StatPearls2026

Feuermal (Nevus flammeus): Diagnostik und Lasertherapie

KI-generierte Zusammenfassung|Quelle: StatPearls (2026)|Keine Diagnose- oder Therapieempfehlung

Hintergrund

Der Nevus flammeus (Feuermal) ist eine angeborene kapilläre Malformation der Dermis. Er präsentiert sich typischerweise als rosafarbener oder roter Fleck, der meist im Gesichts- und Halsbereich auftritt.

Laut der StatPearls-Zusammenfassung wachsen diese Läsionen proportional zum Körperwachstum mit. Im Laufe der Zeit können sie nachdunkeln, dicker werden und eine knotige Struktur entwickeln.

Die genaue Ätiologie ist nicht vollständig geklärt, jedoch spielen somatische Mutationen (wie GNAQ) eine Rolle. Zudem wird eine fehlerhafte sympathische Innervation der dermalen Blutgefäße als Ursache für die Gefäßektasie beschrieben.

Empfehlungen

Die Leitlinie formuliert folgende Kernaspekte zur Diagnostik und Therapie:

Diagnostik

Die Diagnose wird in der Regel klinisch anhand des charakteristischen Erscheinungsbildes gestellt.

Bei Verdacht auf arteriovenöse Malformationen wird eine Ultraschalluntersuchung mit Farbdoppler empfohlen.
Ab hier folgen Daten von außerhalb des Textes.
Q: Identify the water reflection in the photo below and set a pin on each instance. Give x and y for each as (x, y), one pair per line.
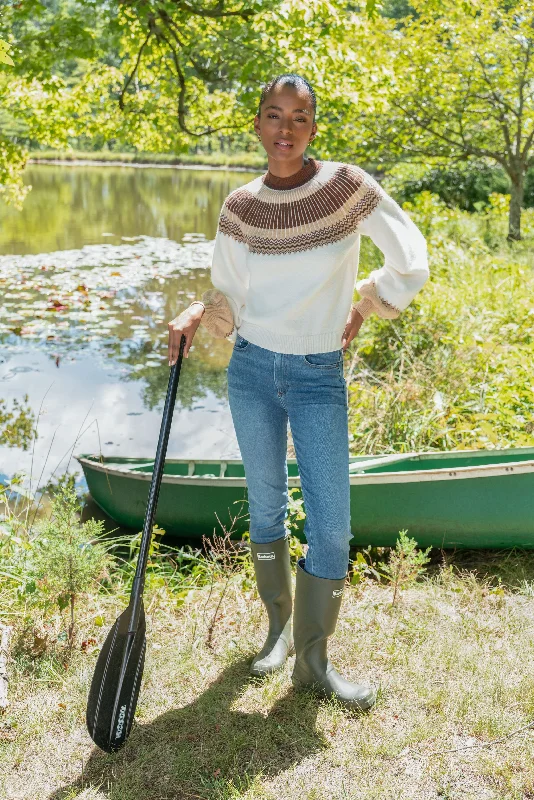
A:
(69, 207)
(84, 330)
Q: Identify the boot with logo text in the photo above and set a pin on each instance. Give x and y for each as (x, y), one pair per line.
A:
(317, 604)
(273, 577)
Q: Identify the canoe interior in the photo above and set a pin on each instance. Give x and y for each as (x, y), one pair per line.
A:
(233, 468)
(447, 461)
(488, 511)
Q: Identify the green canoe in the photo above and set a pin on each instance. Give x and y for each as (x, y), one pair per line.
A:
(465, 498)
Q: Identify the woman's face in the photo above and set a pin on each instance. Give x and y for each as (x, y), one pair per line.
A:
(286, 117)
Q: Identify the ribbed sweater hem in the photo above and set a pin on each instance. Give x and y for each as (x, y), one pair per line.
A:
(289, 343)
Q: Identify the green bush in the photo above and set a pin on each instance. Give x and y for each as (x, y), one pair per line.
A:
(69, 556)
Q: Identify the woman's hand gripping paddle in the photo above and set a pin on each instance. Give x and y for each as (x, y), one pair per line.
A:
(119, 669)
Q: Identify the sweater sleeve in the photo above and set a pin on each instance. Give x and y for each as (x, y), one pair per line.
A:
(229, 272)
(389, 290)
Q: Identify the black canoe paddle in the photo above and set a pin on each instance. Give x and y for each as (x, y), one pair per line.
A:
(115, 686)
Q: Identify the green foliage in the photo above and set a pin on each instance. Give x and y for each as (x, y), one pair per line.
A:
(362, 566)
(453, 371)
(70, 558)
(16, 424)
(466, 185)
(450, 87)
(4, 57)
(405, 563)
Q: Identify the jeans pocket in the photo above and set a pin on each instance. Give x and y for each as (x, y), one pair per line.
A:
(241, 343)
(329, 360)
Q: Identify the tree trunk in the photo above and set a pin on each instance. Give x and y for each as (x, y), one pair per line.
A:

Wenn assoziierte kutane oder viszerale Anomalien vorliegen, sollte gemäß Leitlinie eine erweiterte Bildgebung (CT, MRT, MR-Angiographie) erfolgen.

Syndromale Assoziationen

Die Leitlinie beschreibt verschiedene Syndrome, die mit einem Nevus flammeus assoziiert sein können:

SyndromTypische ManifestationAssoziierte Komplikationen
Sturge-Weber-SyndromFeuermal im Trigeminusbereich (v.a. Stirn)Krampfanfälle, Glaukom, leptomeningeale Angiomatose
Klippel-Trenaunay-SyndromKombinierte vaskuläre Malformation (meist Beine)Knochen-/Weichteilhypertrophie, Thromboembolien
CLOVES-SyndromLipomatöser Überwuchs, vaskuläre MalformationenSkoliose, neurologische Beeinträchtigungen
Proteus-SyndromAsymmetrischer Überwuchs, zerebriforme BindegewebsverdickungKnochenhypertrophie, dysreguliertes Fettgewebe

Therapie

Als Goldstandard der Behandlung wird der gepulste Farbstofflaser (Pulsed Dye Laser, 585 nm) genannt.

Es wird empfohlen, die Therapie bereits im Säuglingsalter zu beginnen, um bessere Ergebnisse zu erzielen und einer Hypertrophie vorzubeugen. Für dunklere, dickere oder knotige Läsionen können laut Leitlinie langwelligere Laser (Alexandrit, Nd:YAG) eingesetzt werden.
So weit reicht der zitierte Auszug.